5 Benefits of Reading from Birth and Up:
Regular reading time together helps children develop a love for reading and stretches their imagination! Explore a silly story that creates belly laughs, dive into a mystery and solve a crime or simply talk through a beautiful picture book and see what your child can discover. Reading together unleashes a magical world where your child’s imagination can run free.
Reading to your infant is a special moment you can share together each day. Whether it’s with one child or all of your children, cuddling up and reading together is a soothing and relaxing time to spend as a family. Make wonderful memories together as you explore new worlds through books.

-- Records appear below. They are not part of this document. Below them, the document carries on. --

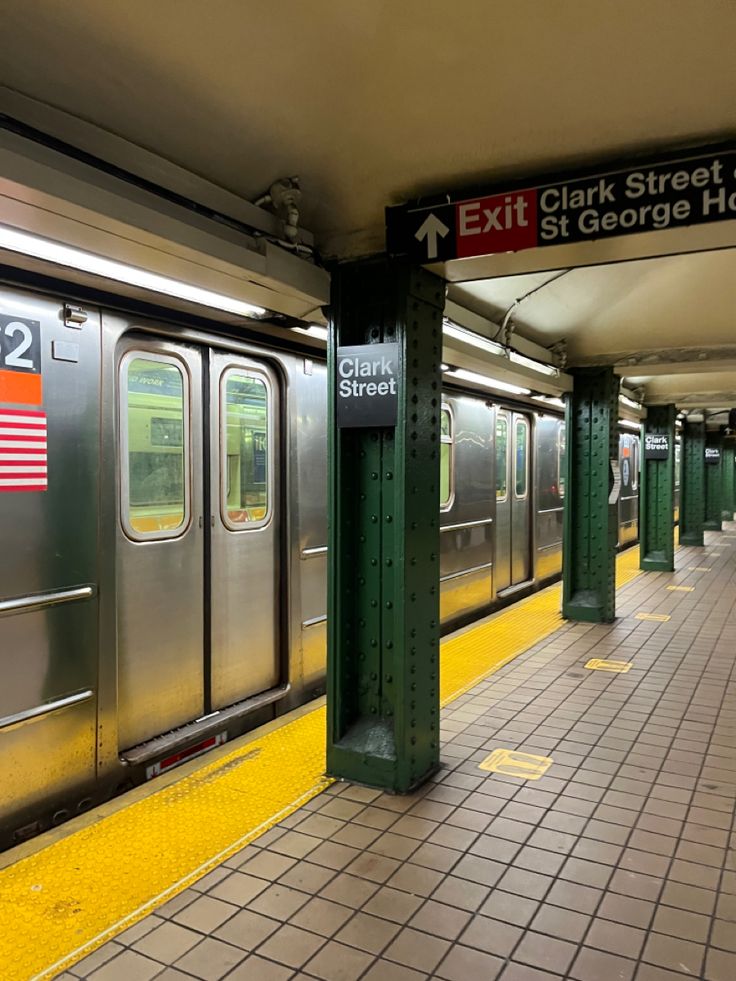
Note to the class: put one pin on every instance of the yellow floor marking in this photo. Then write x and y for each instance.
(513, 764)
(617, 667)
(63, 901)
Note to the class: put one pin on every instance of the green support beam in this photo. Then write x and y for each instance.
(656, 529)
(714, 485)
(590, 521)
(729, 484)
(692, 484)
(383, 581)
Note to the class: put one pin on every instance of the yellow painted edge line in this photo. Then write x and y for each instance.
(43, 894)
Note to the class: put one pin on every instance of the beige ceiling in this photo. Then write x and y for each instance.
(374, 101)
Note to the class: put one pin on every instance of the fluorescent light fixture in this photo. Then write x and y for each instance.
(545, 369)
(314, 330)
(475, 378)
(450, 329)
(549, 400)
(64, 255)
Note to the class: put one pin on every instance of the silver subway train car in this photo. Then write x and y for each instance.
(163, 562)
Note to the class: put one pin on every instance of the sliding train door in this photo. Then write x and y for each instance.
(160, 538)
(512, 563)
(198, 534)
(244, 474)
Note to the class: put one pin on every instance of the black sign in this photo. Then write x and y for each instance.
(656, 446)
(367, 380)
(697, 188)
(20, 344)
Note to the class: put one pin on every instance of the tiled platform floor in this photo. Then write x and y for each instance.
(617, 864)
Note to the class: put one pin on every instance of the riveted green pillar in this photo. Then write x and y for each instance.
(589, 555)
(657, 530)
(383, 582)
(729, 484)
(714, 485)
(692, 484)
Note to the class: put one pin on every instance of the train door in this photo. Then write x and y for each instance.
(513, 499)
(197, 535)
(244, 525)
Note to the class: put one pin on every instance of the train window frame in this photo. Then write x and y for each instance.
(448, 441)
(527, 429)
(155, 356)
(505, 417)
(247, 371)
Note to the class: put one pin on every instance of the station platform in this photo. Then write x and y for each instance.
(604, 853)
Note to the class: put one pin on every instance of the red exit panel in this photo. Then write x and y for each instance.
(502, 223)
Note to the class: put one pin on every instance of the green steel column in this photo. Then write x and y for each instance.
(657, 530)
(383, 581)
(589, 555)
(714, 486)
(729, 484)
(692, 484)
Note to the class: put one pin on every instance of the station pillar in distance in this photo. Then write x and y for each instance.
(713, 481)
(729, 480)
(656, 514)
(692, 484)
(590, 518)
(383, 578)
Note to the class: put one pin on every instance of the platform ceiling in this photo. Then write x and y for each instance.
(372, 102)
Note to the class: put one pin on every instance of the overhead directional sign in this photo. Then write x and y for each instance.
(696, 188)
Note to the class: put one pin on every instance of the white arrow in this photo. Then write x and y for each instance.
(430, 228)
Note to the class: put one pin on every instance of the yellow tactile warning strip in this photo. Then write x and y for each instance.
(616, 667)
(62, 902)
(511, 763)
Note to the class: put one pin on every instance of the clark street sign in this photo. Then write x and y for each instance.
(656, 446)
(366, 385)
(698, 187)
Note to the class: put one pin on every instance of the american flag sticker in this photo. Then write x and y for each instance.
(23, 448)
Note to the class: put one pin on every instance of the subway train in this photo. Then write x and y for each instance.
(164, 527)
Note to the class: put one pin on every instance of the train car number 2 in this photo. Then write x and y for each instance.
(20, 344)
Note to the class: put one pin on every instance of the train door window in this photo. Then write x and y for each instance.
(634, 463)
(521, 457)
(561, 460)
(154, 468)
(502, 441)
(447, 461)
(245, 446)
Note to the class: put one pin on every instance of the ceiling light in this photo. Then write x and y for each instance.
(549, 400)
(450, 329)
(545, 369)
(64, 255)
(314, 330)
(475, 378)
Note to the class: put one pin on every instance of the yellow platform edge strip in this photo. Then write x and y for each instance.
(62, 902)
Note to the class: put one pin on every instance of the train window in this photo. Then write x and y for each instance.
(155, 450)
(245, 437)
(446, 459)
(521, 456)
(561, 436)
(502, 444)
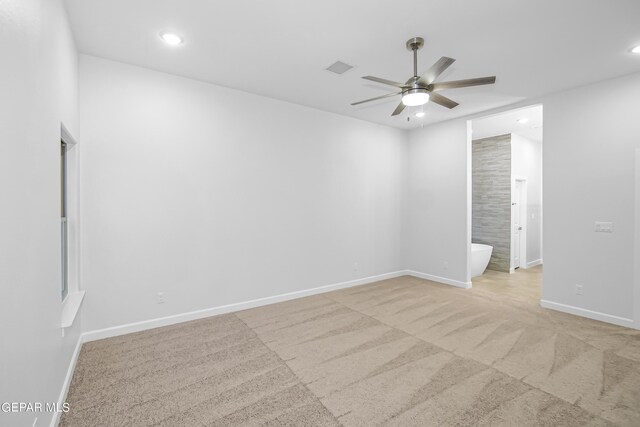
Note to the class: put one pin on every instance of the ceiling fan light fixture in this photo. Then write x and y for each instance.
(415, 97)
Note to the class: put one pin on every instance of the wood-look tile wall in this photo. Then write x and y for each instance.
(491, 195)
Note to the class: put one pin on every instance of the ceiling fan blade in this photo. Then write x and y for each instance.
(388, 95)
(436, 69)
(385, 81)
(464, 83)
(442, 100)
(398, 109)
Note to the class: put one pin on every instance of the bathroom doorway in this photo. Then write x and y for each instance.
(518, 223)
(505, 200)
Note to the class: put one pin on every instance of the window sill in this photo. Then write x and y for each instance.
(70, 308)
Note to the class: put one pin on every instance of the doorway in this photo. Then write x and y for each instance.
(505, 199)
(519, 224)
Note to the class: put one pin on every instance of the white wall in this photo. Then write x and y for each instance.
(526, 161)
(38, 79)
(215, 196)
(437, 230)
(590, 135)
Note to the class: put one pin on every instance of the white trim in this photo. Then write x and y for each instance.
(444, 280)
(534, 263)
(608, 318)
(70, 308)
(213, 311)
(55, 419)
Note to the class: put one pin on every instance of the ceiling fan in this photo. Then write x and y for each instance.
(418, 90)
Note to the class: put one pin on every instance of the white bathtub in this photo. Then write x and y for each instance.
(480, 256)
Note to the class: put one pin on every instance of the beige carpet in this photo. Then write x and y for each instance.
(398, 352)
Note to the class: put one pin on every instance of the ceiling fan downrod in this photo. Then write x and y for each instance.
(415, 44)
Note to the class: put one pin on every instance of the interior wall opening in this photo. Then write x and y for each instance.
(506, 202)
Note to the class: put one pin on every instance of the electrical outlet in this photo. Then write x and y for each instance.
(603, 227)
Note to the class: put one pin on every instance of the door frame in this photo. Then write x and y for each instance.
(522, 221)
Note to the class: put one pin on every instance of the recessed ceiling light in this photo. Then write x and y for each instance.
(171, 38)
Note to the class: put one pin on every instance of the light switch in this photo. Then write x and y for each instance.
(603, 227)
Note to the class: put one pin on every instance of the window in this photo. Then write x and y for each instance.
(63, 220)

Develops a Variety of Skills
When you read, your voice changes tone, rhythm and emotion – all things your child picks up on. Reading to your child and talking about what’s happening in the story exercises skills such as talking, listening, answering questions, comprehension, story relationships, friendships and problem solving.
Young children who are read to daily hear, on average, thousands of more words than children who are not read to daily. This exposure to such a wide variety of words helps children increase their vocabulary and recognition of sounds and patterns. When you read stories to your young child, their vocabulary is being built as they connect what you are saying to the pictures in the book.
You can read whatever you want! Just because you’re reading to an infant doesn’t mean you have to read a children’s story. As a parent, you may struggle to find the time to read that new bestseller everyone is talking about. But truth is it doesn’t matter what you read to your little ones just as long as you are reading to them for 20 minutes every day.
“While it may not seem like your baby is listening or understanding what you’re saying, there is a substantial difference between children who were read to as infants and children who were not. Infants who were read to grow up to do better in preschool, recognize letters earlier and have an ingrained love of reading,” says Dacia Bryan, OCM Educational Outreach Coordinator.
Whether it’s a picture book, children’s book, newspaper, magazine or your favorite novel, an infant benefits greatly from hearing you read words aloud. Not only does this help your child, but you now have a reason to squeeze in time to read that bestseller.
Having children means crazy schedules with little downtime, but knowing the many benefits of reading to your children may help you squeeze in some book time together.